Holyoke Machine Company | |
Type: | Privately-held |
Industry: | Machine industry, miscellaneous heavy industry |
Location: | 514 Main Street, Holyoke, Massachusetts, United States |
Area Served: | Worldwide |
Key People: | Stephen Holman (founder) |
Defunct: | August 2017 |
The Holyoke Machine Company was an American manufacturer of industrial machinery, best known for its work in paper manufacturing equipment and water turbines.
The company, formed in 1863, was founded by Nathan H. Whitten, T.C. Page, T. B. Flanders, Richard Pattee, and S. S. Chase, after the Holyoke Water Power Company's machine shop had been sold off.[1] Stephen Holman, the company's treasurer, president, and largest shareholder during different times in its first decade, is credited as its founder, though the nature of his early involvement is not well documented.[2] [3] Holman would purchase the company's foundry works in Worcester in April 1873, a second manufacturing branch which remained open for several decades.[4]

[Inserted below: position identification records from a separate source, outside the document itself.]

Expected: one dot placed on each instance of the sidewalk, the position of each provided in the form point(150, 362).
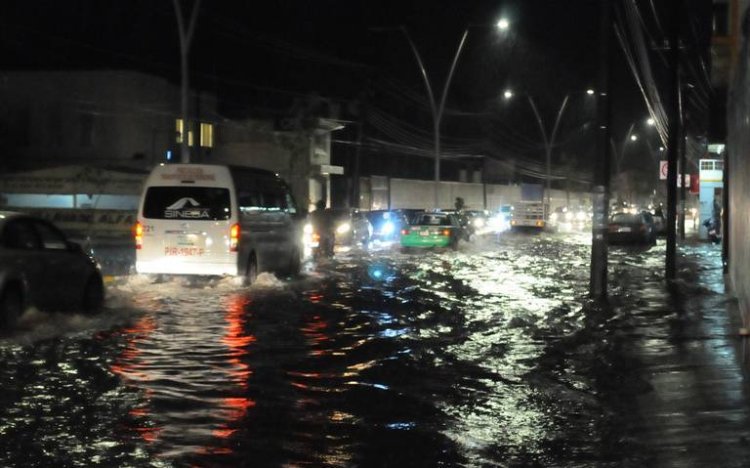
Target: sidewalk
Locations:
point(696, 412)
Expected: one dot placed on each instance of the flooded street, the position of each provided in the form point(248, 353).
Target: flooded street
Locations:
point(487, 356)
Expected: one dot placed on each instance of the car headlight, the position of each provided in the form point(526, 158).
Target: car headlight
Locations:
point(343, 228)
point(387, 228)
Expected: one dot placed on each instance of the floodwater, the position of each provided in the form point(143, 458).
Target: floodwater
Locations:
point(488, 356)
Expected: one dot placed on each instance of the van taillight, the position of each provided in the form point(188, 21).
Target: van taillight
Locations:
point(138, 234)
point(234, 237)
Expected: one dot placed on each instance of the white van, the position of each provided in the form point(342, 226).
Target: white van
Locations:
point(200, 219)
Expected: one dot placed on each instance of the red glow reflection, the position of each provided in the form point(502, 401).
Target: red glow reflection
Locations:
point(237, 341)
point(126, 366)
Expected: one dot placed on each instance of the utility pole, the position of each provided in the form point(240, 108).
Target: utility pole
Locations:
point(186, 36)
point(674, 140)
point(598, 283)
point(682, 166)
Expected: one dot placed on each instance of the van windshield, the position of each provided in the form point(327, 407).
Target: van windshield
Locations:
point(208, 203)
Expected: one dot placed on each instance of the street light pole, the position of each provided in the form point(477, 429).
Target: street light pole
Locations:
point(549, 142)
point(186, 36)
point(437, 109)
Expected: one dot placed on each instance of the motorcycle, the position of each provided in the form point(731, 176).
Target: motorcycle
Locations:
point(714, 234)
point(322, 246)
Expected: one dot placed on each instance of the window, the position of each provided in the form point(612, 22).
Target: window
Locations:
point(207, 135)
point(52, 239)
point(86, 127)
point(19, 234)
point(720, 20)
point(179, 128)
point(196, 203)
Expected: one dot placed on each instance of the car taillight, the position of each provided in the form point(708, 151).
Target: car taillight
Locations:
point(234, 237)
point(138, 234)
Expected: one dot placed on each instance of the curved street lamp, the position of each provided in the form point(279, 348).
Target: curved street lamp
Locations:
point(437, 108)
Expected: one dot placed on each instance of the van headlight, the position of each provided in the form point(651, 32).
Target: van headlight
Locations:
point(343, 228)
point(388, 228)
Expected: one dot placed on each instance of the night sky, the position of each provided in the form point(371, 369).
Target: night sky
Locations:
point(261, 57)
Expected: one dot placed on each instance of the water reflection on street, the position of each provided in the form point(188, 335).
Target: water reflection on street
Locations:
point(488, 356)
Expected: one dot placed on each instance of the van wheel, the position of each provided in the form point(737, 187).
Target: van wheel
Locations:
point(11, 308)
point(251, 273)
point(93, 294)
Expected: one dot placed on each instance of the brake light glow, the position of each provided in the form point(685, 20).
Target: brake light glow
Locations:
point(234, 237)
point(138, 234)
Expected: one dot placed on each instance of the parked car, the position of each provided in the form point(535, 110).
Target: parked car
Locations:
point(632, 228)
point(478, 220)
point(386, 224)
point(432, 229)
point(351, 227)
point(40, 267)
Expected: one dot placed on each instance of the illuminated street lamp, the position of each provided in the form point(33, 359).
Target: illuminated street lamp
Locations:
point(549, 140)
point(437, 108)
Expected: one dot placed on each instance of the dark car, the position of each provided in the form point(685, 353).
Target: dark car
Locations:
point(40, 267)
point(632, 228)
point(386, 224)
point(350, 226)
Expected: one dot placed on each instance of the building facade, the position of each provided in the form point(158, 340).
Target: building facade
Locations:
point(125, 119)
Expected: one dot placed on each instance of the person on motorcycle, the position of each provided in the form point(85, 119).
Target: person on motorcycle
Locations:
point(323, 225)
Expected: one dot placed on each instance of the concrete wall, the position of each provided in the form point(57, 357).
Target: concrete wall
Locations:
point(738, 149)
point(410, 193)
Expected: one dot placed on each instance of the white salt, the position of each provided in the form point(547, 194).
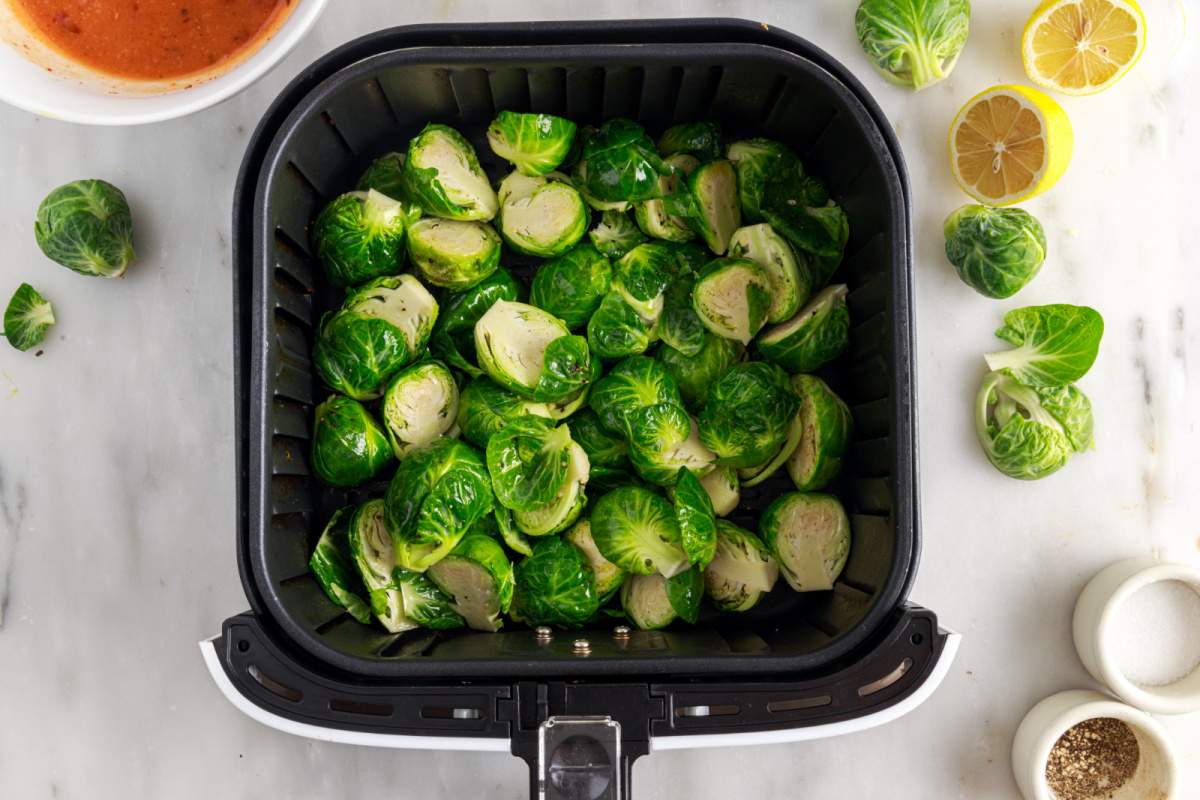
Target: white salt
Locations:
point(1156, 633)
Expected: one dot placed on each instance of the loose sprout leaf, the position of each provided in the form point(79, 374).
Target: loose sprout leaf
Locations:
point(1054, 344)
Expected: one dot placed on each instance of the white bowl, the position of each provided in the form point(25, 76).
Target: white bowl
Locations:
point(39, 79)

The best known among turbines manufactured by the company was the Hercules turbine; a design developed by engineer John B. McCormick, who improved upon the Francis turbine, it was the first true mixed flow turbine of a high efficiency.[5] [6] With a maximum efficiency of 87%, a considerable improvement over previous designs of the era, the turbine would become ubiquitous in mills in the United States, as well as Europe.[6] [7]
The central location of the company, and its design improvements for various papermaking machinery such as Fourdrinier machines, contributed to the paper making and textile economy of Massachusetts and more specifically the paper industry of the Berkshires, granting ready-access to machinery that often had to be shipped great distances from other manufacturers.[8] In addition to turbines and papermaking machinery, the company was also known to have produced a wide variety of cast parts and custom orders. Among those known were Thomas Edison's personal elevator at his Orange, New Jersey laboratory, as well as doors for the US Capitol Building.[9] [10]
With a changing market steering away from 19th century water-turbine factories, the business went into decline and entered bankruptcy in 1948, when it was bought by Irwin Sagalyn, who closed its foundry and changed the business's focus.[10] At the end of 1950 the company auctioned off all of its remaining tools for the purposes of manufacturing turbines, papermaking tools and other mechanical machinery, choosing to focus entirely on its precision roll and filter business in the paper and textile industries.[11] Citing the shrinking of an American industrial base, changes in technology and its specialization in those industries, Irwin's son, owner James Sagalyn, dissolved the company in August 2017, leaving one competitor working on the same technology, Badger Roll and Machine of Green Bay, Wisconsin to handle remaining customers, many in the Greater Springfield area.[10]